Assim, como um expectador entristecido por todo o sofrimento que nos rodeia, que atinge já milhares de pessoas afligidas pela perda irreparável de algum ser querido, e impotente tentando imaginar o que o futuro ainda nos reserva ou temeroso em pensar naquilo que encontraremos lá fora quando finalmente recuperarmos nossa ansiada “liberdade”, só nos resta esperar e desejar que todo este sacrifício e terrível tributo de dor, tenham servido para sacudir mais de uma consciência e para trazer à tona tudo de bom que há em nós para, assim, sair novamente à rua sendo melhores pessoas das que éramos antes desta nossa reclusão. A vida nos está oferecendo uma nova oportunidade para fazer isso. Não a desperdicemos!
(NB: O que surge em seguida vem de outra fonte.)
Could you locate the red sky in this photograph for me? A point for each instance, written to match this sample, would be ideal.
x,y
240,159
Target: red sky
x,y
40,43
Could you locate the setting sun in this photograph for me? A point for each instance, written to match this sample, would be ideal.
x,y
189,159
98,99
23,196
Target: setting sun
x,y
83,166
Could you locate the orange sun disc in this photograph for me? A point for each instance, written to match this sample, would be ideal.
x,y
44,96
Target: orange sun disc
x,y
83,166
Pensando nesta nova oportunidade que temos perante nossos olhos, me veio à memória uma velha fábula chinesa (não só vírus vem de lá!) que, de alguma forma, me inspirou esta humilde coluna.

Numa remota zona rural da China, morava um menino cujo nome era Chiang. Sendo órfão, vivia com seus avôs e os três, com grande sacrifício e duro trabalho, sobreviviam do que sua humilde roça e alguns animais lhes proporcionavam. Porém, os velhinhos queriam algo melhor para o neto e, vendo que o garoto era bastante inteligente, o inscrevem na escola da aldeia mais próxima, que ficava a vários quilômetros de distância.
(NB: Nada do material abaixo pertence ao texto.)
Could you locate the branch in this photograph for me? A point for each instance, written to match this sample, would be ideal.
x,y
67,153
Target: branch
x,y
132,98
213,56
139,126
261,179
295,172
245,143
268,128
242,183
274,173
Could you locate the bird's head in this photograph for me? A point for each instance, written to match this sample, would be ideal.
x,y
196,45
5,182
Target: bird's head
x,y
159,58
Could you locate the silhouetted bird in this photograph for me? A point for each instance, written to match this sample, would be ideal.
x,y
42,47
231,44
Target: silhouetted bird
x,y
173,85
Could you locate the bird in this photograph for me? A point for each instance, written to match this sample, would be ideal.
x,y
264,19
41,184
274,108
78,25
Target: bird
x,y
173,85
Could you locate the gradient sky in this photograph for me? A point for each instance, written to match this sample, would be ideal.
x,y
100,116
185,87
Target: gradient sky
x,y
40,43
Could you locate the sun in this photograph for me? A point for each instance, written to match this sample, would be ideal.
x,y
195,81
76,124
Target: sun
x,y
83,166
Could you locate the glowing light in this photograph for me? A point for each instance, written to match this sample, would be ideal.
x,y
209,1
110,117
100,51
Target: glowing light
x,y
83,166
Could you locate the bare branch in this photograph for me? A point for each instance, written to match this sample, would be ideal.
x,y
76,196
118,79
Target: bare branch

Chiang tinha de recorrer essa distância a pé e, uma vez de volta em casa, tinha que ajudar nas tarefas de lavoura e no cuidado dos animais. Mesmo assim, avançava muito bem nos estudos. Contudo, conforme se aproximava o fim do curso e devia superar o exame final, como requisito para continuar na escola, as coisas começaram a ficar mais e mais difíceis para o garoto.

O inverno se aproximava inexorável e os dias eram cada vez mais curtos. Quando terminava de ajudar seus avôs, Chiang já não podia estudar para o exame, pois na humilde cabana em que viviam não havia luz artificial. Isto era algo que a Chiang lhe deixava muito preocupado, pois sem luz para poder ler seus livros e se preparar bem para o exame, seu sonho de continuar os estudos podia se truncar.
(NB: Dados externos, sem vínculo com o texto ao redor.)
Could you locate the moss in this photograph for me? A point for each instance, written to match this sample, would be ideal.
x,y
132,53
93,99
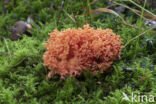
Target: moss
x,y
23,76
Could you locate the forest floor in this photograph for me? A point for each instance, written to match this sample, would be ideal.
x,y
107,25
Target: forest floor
x,y
23,75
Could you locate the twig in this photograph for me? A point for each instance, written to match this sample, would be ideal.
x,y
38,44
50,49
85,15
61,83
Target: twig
x,y
6,45
141,7
133,10
138,36
6,53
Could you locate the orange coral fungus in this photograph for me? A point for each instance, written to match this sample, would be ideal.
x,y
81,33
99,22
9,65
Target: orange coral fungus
x,y
72,51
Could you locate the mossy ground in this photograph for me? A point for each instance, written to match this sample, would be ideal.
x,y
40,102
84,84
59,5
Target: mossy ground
x,y
23,76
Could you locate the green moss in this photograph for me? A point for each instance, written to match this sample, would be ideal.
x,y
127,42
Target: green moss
x,y
23,76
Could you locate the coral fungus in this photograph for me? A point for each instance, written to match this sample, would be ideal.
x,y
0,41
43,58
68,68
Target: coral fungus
x,y
72,51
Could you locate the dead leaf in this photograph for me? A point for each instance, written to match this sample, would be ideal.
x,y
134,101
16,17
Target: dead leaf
x,y
106,10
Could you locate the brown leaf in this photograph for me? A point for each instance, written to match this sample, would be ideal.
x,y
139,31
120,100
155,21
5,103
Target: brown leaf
x,y
112,12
Os dias passavam e o sol se ocultava cada vez mais cedo, fazendo que as noites fossem cada vez mais longas e escuras.

Numa dessas noites, enquanto olhava pela janela a bela lua cheia que brilhava no firmamento, nosso garoto, já desanimado e triste por sua situação, vê como a primeira nevada do inverno havia coberto os campos com um espesso manto branco. Então, Chiang percebe como aquele manto branco refletia o brilho da lua e decide sair da cabana para comprovar se aquela luz era suficiente para poder ler seus livros. Para sua grata surpresa, assim era e o menino, ainda a custa de passar frio, noite após noite, aproveita aquela luz para estudar lá no meio do campo.

Assim, bem preparado, Chiang consegue superar o exame com excelência… para seguir adiante com seus estudos.

Aproveitar as oportunidades que se nos apresentam é algo fundamental em todos os campos da vida e na Fórmula 1 não seria diferente.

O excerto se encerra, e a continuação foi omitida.